In July and August, multiple correctional officers at U.S. Penitentiary Canaan in Wayne County were temporarily hospitalized after being exposed to synthetic drugs smuggled into the prison.
In a letter to BOP Director Kathleen Hawk Sawyer, the delegation urged the BOP to enact new procedures for processing mail sent to federal prisons, including implementing a pilot program to process mail at an off-site facility like the Pennsylvania Department of Corrections does.
“As the Federal Bureau of Prisons has acknowledged, these drugs pose a threat to the safety of BOP staff and inmates. They have harmed staff exposed to them, incited prison violence and caused inmate overdoses.

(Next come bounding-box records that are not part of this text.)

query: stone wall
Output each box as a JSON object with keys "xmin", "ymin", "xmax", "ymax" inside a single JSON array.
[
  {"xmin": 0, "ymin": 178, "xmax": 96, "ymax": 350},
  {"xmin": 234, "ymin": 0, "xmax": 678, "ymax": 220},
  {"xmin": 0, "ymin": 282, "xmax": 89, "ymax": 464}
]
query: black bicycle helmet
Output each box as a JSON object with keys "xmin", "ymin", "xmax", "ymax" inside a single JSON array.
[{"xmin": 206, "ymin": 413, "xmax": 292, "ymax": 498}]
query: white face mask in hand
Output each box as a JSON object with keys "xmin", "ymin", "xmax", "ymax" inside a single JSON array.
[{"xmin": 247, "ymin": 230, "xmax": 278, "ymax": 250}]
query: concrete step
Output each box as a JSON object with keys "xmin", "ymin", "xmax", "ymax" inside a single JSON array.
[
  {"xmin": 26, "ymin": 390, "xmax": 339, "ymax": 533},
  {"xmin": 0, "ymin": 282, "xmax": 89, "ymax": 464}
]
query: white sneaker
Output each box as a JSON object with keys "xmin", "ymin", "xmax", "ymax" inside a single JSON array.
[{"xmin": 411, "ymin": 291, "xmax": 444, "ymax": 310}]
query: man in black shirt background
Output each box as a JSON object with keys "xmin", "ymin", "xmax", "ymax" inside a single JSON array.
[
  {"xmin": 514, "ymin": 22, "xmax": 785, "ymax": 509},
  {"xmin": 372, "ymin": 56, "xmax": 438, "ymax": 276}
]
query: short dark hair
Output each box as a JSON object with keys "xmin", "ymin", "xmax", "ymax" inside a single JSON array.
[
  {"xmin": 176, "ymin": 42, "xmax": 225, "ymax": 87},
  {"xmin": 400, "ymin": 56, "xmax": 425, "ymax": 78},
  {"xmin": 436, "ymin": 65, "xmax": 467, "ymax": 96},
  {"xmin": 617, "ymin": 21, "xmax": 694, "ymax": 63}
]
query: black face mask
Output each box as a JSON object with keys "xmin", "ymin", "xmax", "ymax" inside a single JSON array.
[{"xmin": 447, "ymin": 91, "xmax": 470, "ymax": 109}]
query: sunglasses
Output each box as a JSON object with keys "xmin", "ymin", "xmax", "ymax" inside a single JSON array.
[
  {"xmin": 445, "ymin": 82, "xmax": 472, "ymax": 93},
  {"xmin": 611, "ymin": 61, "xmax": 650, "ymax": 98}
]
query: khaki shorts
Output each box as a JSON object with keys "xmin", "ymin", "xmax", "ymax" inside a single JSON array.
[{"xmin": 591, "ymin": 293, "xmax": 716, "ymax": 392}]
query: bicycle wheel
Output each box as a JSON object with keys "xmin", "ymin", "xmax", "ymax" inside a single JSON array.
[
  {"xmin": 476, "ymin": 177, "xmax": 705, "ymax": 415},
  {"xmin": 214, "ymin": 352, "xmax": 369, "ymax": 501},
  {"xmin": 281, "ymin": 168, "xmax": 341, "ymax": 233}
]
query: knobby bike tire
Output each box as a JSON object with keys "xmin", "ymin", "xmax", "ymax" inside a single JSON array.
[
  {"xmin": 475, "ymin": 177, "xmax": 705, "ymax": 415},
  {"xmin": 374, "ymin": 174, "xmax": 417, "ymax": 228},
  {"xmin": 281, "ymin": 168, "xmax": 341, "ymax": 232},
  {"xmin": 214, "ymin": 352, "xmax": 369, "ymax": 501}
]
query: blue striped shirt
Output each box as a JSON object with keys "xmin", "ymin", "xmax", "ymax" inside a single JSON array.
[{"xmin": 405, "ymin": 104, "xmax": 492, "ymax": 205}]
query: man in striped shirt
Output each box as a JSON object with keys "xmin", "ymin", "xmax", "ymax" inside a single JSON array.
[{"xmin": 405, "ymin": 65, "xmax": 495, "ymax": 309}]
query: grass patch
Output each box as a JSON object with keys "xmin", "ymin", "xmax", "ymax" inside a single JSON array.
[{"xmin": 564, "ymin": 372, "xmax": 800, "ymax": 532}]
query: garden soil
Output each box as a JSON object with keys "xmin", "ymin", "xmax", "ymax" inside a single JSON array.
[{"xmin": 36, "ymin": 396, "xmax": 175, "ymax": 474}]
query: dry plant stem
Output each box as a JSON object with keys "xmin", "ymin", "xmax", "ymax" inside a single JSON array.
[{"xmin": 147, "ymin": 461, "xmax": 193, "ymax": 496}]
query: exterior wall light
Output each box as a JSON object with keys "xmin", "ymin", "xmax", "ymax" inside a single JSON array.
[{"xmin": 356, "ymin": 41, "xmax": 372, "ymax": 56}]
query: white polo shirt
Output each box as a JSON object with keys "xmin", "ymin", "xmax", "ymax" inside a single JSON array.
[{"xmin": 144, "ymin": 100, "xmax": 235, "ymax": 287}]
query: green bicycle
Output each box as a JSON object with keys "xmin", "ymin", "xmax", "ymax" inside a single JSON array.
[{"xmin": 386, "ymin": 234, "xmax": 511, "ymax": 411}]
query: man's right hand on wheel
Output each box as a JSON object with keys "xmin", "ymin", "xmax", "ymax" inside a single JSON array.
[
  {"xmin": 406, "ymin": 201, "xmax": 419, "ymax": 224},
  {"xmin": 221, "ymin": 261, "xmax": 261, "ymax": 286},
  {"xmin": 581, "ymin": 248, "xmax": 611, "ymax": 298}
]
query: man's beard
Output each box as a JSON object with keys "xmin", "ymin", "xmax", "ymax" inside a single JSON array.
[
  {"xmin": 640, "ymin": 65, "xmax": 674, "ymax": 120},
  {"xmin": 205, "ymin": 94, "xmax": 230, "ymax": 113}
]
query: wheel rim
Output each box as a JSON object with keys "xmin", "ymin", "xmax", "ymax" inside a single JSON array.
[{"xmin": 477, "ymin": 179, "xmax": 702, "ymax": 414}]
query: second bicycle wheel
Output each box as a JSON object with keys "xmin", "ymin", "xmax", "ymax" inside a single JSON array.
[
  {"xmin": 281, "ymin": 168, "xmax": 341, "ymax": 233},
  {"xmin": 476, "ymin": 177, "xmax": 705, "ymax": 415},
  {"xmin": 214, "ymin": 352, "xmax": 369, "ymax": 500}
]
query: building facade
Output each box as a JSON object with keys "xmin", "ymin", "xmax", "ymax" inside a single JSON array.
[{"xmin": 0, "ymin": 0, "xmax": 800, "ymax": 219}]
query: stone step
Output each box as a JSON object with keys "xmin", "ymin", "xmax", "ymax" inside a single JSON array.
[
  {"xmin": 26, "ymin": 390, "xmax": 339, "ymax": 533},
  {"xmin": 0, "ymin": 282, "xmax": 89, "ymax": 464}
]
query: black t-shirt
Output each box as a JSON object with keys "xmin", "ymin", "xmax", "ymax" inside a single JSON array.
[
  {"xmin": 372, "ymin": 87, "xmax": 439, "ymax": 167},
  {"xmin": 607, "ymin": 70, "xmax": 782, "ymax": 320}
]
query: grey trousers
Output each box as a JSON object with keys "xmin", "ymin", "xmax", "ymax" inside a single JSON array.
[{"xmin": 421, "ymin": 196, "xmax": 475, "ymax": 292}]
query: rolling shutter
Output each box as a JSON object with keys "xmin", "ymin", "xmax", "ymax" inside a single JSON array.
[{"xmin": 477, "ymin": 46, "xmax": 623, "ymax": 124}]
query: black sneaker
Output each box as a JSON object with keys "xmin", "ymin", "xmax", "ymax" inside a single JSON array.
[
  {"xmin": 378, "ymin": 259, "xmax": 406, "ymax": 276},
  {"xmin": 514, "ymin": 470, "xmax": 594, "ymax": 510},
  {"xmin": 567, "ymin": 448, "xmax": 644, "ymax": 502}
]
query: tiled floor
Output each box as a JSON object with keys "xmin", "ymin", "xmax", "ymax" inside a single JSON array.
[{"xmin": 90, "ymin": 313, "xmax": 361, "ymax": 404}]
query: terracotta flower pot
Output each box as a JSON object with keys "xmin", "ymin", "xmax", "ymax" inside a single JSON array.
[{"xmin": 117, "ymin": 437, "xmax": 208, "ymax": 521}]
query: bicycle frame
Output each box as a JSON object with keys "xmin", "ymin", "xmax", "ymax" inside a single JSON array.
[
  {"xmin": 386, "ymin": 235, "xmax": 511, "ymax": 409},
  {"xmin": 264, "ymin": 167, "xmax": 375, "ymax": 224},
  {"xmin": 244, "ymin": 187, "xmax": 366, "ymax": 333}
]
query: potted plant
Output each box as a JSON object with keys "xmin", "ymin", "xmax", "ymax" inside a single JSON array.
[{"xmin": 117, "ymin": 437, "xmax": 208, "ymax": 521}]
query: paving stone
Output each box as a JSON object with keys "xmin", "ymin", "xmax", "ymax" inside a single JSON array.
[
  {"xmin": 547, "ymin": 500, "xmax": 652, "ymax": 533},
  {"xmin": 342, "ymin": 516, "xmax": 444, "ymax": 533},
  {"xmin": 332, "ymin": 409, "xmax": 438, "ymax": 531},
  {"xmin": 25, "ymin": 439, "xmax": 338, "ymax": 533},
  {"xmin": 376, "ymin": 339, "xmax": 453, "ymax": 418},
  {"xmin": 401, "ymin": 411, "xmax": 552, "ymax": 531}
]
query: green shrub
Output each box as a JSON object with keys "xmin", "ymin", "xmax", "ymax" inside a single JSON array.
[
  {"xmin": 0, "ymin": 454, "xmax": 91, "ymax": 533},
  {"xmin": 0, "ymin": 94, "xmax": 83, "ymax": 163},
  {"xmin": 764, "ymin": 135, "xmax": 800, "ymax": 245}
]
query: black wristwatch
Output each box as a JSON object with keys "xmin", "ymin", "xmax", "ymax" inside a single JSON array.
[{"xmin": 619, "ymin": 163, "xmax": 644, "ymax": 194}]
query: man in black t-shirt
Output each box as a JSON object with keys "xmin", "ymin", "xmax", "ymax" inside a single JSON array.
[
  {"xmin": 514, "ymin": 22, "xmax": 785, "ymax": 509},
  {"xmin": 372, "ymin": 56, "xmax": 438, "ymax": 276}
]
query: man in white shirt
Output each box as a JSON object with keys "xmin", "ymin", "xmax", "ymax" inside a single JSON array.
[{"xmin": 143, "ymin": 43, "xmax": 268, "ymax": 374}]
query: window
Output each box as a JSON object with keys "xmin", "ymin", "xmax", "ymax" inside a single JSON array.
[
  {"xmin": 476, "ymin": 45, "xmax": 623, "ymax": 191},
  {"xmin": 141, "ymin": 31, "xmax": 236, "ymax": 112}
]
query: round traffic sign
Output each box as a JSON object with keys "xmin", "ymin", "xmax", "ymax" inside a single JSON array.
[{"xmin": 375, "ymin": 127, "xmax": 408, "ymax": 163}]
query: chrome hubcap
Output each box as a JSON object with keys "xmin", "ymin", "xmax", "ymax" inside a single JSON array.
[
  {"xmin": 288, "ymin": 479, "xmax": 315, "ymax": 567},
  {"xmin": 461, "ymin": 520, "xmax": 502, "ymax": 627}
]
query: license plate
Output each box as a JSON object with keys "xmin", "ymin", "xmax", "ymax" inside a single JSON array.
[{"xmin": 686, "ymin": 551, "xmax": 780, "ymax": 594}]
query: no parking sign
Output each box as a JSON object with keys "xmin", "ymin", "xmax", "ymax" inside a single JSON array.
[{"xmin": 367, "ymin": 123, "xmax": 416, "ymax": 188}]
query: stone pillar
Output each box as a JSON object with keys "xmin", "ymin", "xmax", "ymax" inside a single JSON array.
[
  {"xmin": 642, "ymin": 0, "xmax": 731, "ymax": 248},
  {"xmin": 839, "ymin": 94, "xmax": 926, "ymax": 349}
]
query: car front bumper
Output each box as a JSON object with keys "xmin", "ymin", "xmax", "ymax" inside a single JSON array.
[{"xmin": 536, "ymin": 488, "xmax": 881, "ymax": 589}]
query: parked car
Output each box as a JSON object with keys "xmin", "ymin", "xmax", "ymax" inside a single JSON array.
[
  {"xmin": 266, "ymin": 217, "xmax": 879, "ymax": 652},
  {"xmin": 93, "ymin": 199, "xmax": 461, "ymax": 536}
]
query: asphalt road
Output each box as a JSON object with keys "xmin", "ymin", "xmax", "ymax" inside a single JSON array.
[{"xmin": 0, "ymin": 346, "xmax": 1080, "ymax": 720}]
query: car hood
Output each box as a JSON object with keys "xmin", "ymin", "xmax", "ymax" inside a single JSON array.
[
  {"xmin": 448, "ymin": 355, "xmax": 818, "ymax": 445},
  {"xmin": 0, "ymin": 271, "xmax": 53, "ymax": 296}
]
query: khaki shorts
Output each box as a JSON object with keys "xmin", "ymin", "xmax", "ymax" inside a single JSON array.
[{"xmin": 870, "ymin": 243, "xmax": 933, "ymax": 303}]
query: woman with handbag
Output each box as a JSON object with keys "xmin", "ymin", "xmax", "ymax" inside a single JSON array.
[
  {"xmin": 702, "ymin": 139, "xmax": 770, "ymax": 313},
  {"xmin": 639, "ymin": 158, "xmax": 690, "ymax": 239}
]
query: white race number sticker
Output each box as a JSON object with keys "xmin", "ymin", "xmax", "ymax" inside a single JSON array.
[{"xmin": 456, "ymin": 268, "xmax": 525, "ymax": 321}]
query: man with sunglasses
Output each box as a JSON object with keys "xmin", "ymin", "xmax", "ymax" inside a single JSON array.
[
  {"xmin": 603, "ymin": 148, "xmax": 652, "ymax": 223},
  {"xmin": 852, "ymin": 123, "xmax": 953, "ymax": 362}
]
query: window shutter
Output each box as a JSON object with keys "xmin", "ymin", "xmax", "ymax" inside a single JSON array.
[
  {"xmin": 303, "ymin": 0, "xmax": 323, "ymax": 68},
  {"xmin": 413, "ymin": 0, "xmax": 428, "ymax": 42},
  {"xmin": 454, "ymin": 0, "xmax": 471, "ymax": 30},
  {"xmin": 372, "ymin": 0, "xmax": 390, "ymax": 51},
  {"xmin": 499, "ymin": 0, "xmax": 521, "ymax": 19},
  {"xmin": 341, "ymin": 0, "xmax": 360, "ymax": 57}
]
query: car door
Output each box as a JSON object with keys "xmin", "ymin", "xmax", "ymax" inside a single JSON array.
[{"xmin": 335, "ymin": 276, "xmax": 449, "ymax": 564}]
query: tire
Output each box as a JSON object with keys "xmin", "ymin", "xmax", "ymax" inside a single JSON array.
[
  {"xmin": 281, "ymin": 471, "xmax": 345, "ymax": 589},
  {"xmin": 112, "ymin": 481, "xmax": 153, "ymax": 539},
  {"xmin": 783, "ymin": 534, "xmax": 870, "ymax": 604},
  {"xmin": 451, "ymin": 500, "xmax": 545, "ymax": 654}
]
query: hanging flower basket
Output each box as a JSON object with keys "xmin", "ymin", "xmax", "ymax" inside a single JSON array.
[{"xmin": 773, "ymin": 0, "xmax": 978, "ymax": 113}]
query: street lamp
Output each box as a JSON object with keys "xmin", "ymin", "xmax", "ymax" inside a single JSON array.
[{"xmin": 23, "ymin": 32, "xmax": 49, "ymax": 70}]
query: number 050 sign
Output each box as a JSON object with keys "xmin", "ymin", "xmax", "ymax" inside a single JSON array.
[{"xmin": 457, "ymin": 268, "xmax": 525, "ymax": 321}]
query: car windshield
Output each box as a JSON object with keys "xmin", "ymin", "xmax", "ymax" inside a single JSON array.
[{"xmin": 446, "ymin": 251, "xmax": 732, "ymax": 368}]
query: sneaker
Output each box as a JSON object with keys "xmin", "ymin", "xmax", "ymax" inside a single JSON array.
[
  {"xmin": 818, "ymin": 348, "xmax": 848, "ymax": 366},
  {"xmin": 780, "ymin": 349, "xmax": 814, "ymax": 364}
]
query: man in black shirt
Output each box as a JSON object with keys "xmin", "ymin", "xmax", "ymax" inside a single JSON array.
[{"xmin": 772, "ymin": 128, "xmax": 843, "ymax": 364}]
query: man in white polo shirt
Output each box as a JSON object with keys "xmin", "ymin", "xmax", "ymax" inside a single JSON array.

We urge you to adopt new measures to prevent the introduction of synthetic drugs into federal prisons through the mail in order to protect BOP staff and inmates,” the delegation wrote in a letter to Sawyer.
U.S. Reps, Matt Cartwright, D-Pa., Fred Keller, R-Pa.,, Dan Meuser, R-Pa., and G.T. Thompson, R-Pa., joined Toomey and Casey in sending the letter. All of these congressmen have federal prisons in their districts. Pennsylvania is home to seven federally operated prison facilities and thousands of federal correctional officers.